Please Touch The Art
Interactive art, particularly pieces that are focused on a multi-sensory experience, is incredibly engaging and effective to audiences of all ages.
Please Touch The Art is an art installation designed and built by me for my senior project in Electrical Engineering and Computer Science at Yale University. The three piece series is intended to encourage the viewer to rethink the ways in which we are traditionally expected to experience art. It is a natural human instinct to want to learn through touch, and I often find myself with the urge to feel the paintings and sculptures in museums. So much information can be passed through tactile exploration. We often only allow children to act upon this urge to reach out and grab something, but there is value in revisiting it even as adults. These three paintings were meant to require you to put your hands on them–once you do, the art transforms into something new and exciting. In order to fully experience all three, you have to give in to your desire to explore them through touch.

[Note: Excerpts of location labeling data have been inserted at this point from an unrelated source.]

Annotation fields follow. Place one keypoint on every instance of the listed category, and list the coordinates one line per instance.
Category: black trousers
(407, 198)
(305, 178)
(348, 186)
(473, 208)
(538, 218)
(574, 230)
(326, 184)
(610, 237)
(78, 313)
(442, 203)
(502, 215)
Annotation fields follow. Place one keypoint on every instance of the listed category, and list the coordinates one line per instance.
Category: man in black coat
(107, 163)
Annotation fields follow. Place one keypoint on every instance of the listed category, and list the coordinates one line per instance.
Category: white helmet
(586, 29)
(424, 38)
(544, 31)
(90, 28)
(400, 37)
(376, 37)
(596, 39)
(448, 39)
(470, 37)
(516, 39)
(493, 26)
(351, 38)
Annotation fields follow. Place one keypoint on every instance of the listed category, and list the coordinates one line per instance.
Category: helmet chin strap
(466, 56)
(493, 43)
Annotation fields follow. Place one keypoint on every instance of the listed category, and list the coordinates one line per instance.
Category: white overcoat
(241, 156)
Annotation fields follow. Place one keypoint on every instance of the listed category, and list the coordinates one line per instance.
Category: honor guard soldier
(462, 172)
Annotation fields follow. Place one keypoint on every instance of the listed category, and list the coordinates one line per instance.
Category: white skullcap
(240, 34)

The idea for this series came from FURdecahedron, a piece I originally created for a class entitled Creative Embedded Systems. Like the middle painting, it was a furry object that made sound as it was touched, stroked, and played with. While the concept seemed simple, the object was very effective in capturing people’s attention. There is something about the direct mapping of a human driven input to a computer generated output that draws us in. It was so fun to watch people give in to their instinct to play with it and figure it out. To me it seemed to capture a childlike joy of being fascinated with something you can’t quite wrap your head around. I tried to recreate that experience with the three pieces in this show–I wanted them to be irresistible enough that people just had to go touch them, despite the heavy gilded frames that usually signal us to keep our distance. I was very excited to be able to exhibit these pieces in the Trumbull Art Gallery on December 10th, and invite my peers to come and try them out. It was an incredible experience to watch my friends be excited and inspired by my work.

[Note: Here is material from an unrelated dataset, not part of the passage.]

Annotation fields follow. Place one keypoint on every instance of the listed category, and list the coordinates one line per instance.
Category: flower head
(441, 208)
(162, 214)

Each piece was designed to have a unique interaction style. The first one I created was Feeling Sound, which is the middle one covered with fur. Hidden beneath the fur are four custom laser print buttons, and three photoresistors with attached resistors. These are connected by wire to the Arduino ESP32 on the back, which is powered by a portable charger. This microcontroller is sending its data over wifi to a computer, which interprets the signals through a python script. Like my previous project, these values are translated into frequencies using Super Collider. Then, the sound is played through a bluetooth speaker embedded in the piece. The sounds only play when one of the four buttons is pressed, requiring interaction from the viewer. It creates an engaging experience in which the user must stand in front of the painting and feel around to discover how to generate the sounds that come from within it.


The next piece I created was Touching Light. It makes use of conductive paint and capacitive touch sensing to control the LED strip hidden behind the frame. Each one of the black blobs on the front of the painting is painted with the conductive paint. They are connected to the back of the frame using nails, which are then connected by wire to the GPIO pins of the Arduino Uno, and to the 5V pin through a resistor. This sends a voltage over the paint, so that when it is touched with a bare finger, the capacitance on the corresponding pin is greater, and the touch can be registered. This data was then transmitted to the 4 meters of directly addressable LEDs in the NeoPixel Digital RGB LED Strip connected behind the frame. I designed it so that when a part of the painting is touched, the LEDs nearest to the touch light up a specific color. This works for a single touch or multiple. If a hand is placed in the middle of the painting, and all of the black paint is being touched, a moving rainbow effect is triggered for ten seconds.


The final piece in this series is Handling Motion. It consists of two feather boas, each connected to four servos and hidden behind the empty frame. They are controlled by two ultrasonic distance sensors, which are concealed on the insides of the frame, so that they are only triggered when someone reaches in and touches the wall. Each one of the sensors is simultaneously mapped to two of the servos, so that the closer an object is to the sensor, the closer the servos are to 180 degrees. As an object slowly backs away, the servos move in increments of 10 back to their original position of 0. This creates an exciting effect of when a hand is placed in the middle of the frame, the boas start to pop in and out based on the readings of the sensors.
​
This project meant so much to me, and I was very grateful for the opportunity to combine my interest in electronics, interactive systems, and art. I was able to create these three pieces that almost entirely conceal the systems that make them work, which allowed them to be more surprising and engaging and viewers tried to figure them out. I hope to continue making work like this in the future, creating new interactive art that excites and intrigues people.